An interesting article from the Cibola County Beacon in New Mexico:
Here are some extracts:
Inmates can practice various forms of meditation and courses are taught in acupressure, writer’s meditation, prayer meditation and Qigong (similar to Tai Chi). Heart Mountain volunteers visit once a month to provide guidance in meditation and yoga.
Frank Marquis, who is an inmate from Santa Fe, has been in the meditation program since its inception. “At first I thought of the program as something that would look good to the parole board, but now I don’t care about that,” he said.
Reportedly the pod resulted from a recommendation from the wife of then-Governor Gary Johnson.
The inmates’ day starts with yoga and a verbal check-in, followed sometime during the day with Tai Chi or Yoga in the pod and two hours of quiet time, when loud televisions and radios are prohibited.
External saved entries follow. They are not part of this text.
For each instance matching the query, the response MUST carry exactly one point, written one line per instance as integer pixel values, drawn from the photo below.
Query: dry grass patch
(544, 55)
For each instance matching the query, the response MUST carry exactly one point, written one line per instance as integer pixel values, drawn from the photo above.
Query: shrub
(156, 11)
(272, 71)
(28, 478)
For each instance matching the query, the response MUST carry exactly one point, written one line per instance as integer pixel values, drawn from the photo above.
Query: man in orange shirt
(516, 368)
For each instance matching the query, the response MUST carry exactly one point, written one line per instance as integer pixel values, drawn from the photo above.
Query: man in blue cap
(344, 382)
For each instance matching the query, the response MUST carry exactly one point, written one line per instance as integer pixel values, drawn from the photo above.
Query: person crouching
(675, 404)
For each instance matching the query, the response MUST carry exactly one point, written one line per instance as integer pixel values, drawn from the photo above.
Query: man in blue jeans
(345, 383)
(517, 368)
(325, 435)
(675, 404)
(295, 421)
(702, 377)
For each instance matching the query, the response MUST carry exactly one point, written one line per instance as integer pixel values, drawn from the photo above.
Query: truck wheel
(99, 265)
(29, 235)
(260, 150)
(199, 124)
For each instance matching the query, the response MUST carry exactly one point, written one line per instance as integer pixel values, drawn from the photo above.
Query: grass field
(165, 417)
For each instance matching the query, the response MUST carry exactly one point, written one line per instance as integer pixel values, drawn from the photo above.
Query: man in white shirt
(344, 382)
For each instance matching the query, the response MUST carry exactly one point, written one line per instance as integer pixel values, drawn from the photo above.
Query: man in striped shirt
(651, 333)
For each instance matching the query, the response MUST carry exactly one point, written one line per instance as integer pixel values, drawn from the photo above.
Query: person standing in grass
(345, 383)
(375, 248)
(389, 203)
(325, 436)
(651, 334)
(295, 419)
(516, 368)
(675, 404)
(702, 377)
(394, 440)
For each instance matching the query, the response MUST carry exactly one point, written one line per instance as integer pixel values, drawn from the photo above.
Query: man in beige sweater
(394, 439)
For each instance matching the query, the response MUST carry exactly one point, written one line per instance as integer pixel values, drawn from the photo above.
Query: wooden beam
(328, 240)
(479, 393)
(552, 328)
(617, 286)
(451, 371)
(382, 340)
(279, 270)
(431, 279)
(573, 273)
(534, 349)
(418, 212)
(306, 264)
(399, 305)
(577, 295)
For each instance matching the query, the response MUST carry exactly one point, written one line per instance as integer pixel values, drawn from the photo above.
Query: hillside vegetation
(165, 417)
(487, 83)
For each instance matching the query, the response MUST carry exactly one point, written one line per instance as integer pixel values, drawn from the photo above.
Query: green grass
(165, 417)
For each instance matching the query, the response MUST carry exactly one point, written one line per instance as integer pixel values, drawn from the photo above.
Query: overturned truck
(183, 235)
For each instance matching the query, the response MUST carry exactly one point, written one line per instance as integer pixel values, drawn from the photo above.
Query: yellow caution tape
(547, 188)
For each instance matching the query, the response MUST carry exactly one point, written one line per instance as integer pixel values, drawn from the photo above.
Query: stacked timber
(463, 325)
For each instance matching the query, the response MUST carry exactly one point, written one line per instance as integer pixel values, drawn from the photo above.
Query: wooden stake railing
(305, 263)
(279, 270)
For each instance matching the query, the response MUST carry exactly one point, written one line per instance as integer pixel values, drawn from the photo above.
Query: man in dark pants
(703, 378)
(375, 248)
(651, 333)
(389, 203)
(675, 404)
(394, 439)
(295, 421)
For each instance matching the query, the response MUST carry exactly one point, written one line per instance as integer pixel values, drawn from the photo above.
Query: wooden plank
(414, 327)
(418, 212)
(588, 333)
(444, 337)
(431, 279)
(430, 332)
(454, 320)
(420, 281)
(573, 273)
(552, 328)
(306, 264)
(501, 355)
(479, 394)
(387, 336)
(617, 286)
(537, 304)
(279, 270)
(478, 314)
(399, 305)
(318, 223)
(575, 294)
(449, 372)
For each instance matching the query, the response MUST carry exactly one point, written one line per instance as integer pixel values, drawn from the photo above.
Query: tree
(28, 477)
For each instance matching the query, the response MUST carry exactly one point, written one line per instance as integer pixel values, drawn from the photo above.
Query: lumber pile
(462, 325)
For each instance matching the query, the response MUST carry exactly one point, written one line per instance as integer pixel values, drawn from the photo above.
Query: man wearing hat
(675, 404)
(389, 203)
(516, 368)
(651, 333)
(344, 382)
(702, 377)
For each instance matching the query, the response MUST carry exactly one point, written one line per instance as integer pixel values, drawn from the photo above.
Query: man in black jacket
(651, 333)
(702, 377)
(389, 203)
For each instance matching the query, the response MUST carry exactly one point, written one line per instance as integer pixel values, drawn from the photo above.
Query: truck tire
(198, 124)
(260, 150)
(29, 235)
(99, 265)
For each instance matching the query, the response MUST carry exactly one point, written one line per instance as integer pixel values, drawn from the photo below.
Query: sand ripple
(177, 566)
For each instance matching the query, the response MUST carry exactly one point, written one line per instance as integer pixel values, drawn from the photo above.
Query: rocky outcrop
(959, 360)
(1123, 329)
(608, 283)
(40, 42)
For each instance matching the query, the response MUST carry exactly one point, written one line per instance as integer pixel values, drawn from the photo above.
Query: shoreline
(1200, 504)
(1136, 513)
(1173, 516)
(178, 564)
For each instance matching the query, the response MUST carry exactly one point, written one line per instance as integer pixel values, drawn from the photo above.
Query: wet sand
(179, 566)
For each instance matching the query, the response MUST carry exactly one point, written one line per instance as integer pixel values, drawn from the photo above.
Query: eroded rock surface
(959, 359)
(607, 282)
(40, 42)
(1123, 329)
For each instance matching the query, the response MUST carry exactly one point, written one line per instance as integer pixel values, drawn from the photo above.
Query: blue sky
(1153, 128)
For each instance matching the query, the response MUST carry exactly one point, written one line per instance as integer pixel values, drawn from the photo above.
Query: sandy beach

Occasionally there is a daylong retreat in the prison library where talking is prohibited.
“This meditation program provides us with patience and piece of mind,” [an inmate] said. “You are surrounded by negativity in the general prison population and meditation helps us deal with people we’re forced to live with,” he concluded.
Reportedly the prison authorities were dead against the idea of a meditation pod and the proposal was forced through by the state governor. In the minds of many prison officials, letting inmates gather on the basis of common interests is a recipe for trouble, and it can be hard for inmates who want to meditate together to gather.
Additionally, the idea of prison as punishment rather than rehabilitation is common amongst prison staff and administrators, and allowing inmates to improve their living circumstances can be seen as going against the punishment ethos.
However, meditation has been shown to reduce inmate aggression and promote cooperation, and hopefully prison administrators will make it easier in future for inmates to take up this valuable and transformative practice.